Mr. Gwyn and Three Times at Dawn by Alessandro BariccoTranslated by Ann GoldsteinMcSweeney’s, 2014

This book, for me, felt right on the edge of being twee in a kind of off-putting way. But it wasn’t: it was whimsically charming. It’s really two short books, the first of which is about Jasper Gwyn, a successful author who decides that he’s going to stop writing and publishing books, and who announces this intent via an article he publishes in the Guardian, “a list of fifty-two things that Jasper Gwyn intended never to do again” (9). But as time passes, he realizes that he misses “the act of writing, and the daily care of ordering thoughts into the rectilinear form of a sentence” (17). He considers and rejects various jobs that include writing (writing travel guides, writing instruction manuals for appliances). But “in the end, the only thing that came clearly to mind was a word: copyist. He would like to be a copyist. It wasn’t a real profession, he knew, but the word had a resonance that was convincing, and inspired him to look for something precise” (ibid.).

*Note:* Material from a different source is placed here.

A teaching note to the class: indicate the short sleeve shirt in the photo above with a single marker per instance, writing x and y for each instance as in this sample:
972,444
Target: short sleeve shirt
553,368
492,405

He meets an old woman who suggests he should “find something like copying people,” but time passes and he doesn’t start anything, until one day he sees a gallery show of painted portraits, and is struck by something in them, though he doesn’t like paintings, as a rule. “I don’t like paintings because they’re mute,” he tells the gallerist, and then thinks about how his own portraits will be similar, but also different (38). He rents a studio, makes preparations, chooses all the details of the environment—the textures of it, the light of it, the sounds of it. He decides he will do sittings that are about a month long, and chooses his first sitter, who is his literary agent’s assistant. The assistant, Rebecca, asks if she can bring books with her, or music: he tells her no. “I think you should simply be with yourself, that’s all. For an entirely unreasonable time,” he tells her (73). And so he does her portrait, and then she becomes his assistant, and he does other portraits, and then things shift and change and Rebecca is left to think back on everything. The second story, Three Times at Dawn, is a book mentioned in the first book, and an insight into it, & the combination of it with the preceding story is pretty satisfying.